Grau ist die Welt, und einsam sind die Menschen. Denn sie sind im Käfig ihres Autismus gefangen, aus dem es kein Entrinnen gibt. Die Bühne im Heidelberger Opernzelt ist entsprechend karg ausstaffiert. Im Halbrund können die Figuren wie auf einem Manegenrand sich bewegen, denn ihr Spielraum, den ihnen das Leben lässt, ist äußerst eingegrenzt. Davor ein Quader, der um einen Drehpunkt kreisen kann. Wie ein Zootier wird darin Jochanaan begafft, wenn er mit Urgewalt seine Visionen ablässt und „Du bist verflucht“ in alttestamentarischer Wut hinausschreit.

Diese Salome von Richard Strauss bekommt in der Heidelberger Neuproduktion durch die Berliner Regisseurin Aurelia Eggers in der kongenialen Bühne von Stephan Mannteuffel ein archaisches, zeitloses Gesicht. Die Wirkung ist - zumindest teilweise – überwältigend. Die Figurenzeichnung wirkt pointiert; zugespitzt auf den einen Gesichtspunkt, dass sie im Grunde gesichtslos und geschichtslos sind in ihrer Selbstverlorenheit und Selbstverliebtheit. Dieser Aspekt entfaltet eine starke Aura. Am Ende wird dann nicht etwa Jochanaans Haupt auf dem Silbertablett serviert, sondern Herodias macht dem zögerlichen Spiel, wer denn nun dem Verlorenen das Haupt abschlägt, dadurch ein Ende, dass sie ihm die Kehle durchtrennt.
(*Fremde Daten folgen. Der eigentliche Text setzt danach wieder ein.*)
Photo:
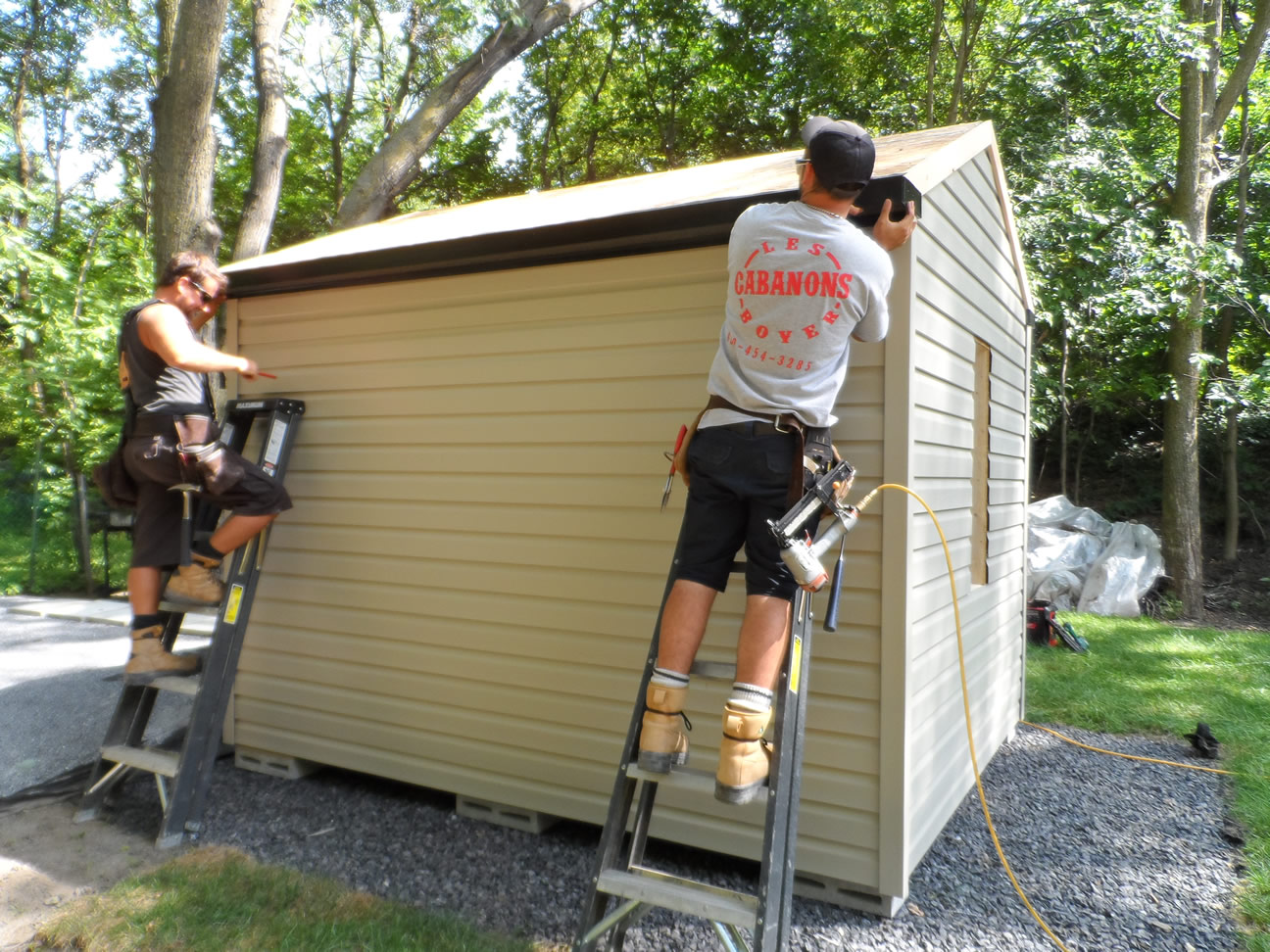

Salome, hier weniger eine Verworfene ihrer Lüste, als mehr eine liebesbedürftige, unreife Kindfrau auf der Suche nach Zuwendung, kann ihre Erfüllung in den letzten Zuckungen des Opfers imaginieren.

Starke, nachwirkende Bilder, getragen durch die pulsierende Musik von Richard Strauss. In der hier besuchten Vorstellung setzt die junge Kapellmeisterin Joana Mallwitz in kühnem Zugriff gemeinsam mit den äußerst tüchtigen Heidelberger Philharmonikern auf explosive Klangentwicklung. Die kommt sehr gut, doch noch besser wäre zwischendurch ein differenzierteres Hineinhorchen in die Feinheiten der Instrumentierung. In der Titelfigur gibt die junge Justine Viani ein bemerkenswertes Partiedebüt. In einigen Farben und Registern allerdings schleicht sich der Eindruck ein, dass die Salome für den Reifegrad ihrer Stimme doch noch einige Jahre zu früh kommt. Als Jochanaan trumpft Peter Felix Bauer mit prächtigem Bassbariton auf, als Herodes Winfrid Mikus mit ausdrucksstarkem Spiel und ebensolchem Charaktertenor. Herodias ist mit dem dramatischen Alt von Elisabeth Hornung dunkel und böse besetzt; Emilio Pons als Narraboth und Annika Sophie Ritlewski als Sklave runden das Ensemble ebenso wie ihre Kollegen in kleineren Partien sehr gut ab.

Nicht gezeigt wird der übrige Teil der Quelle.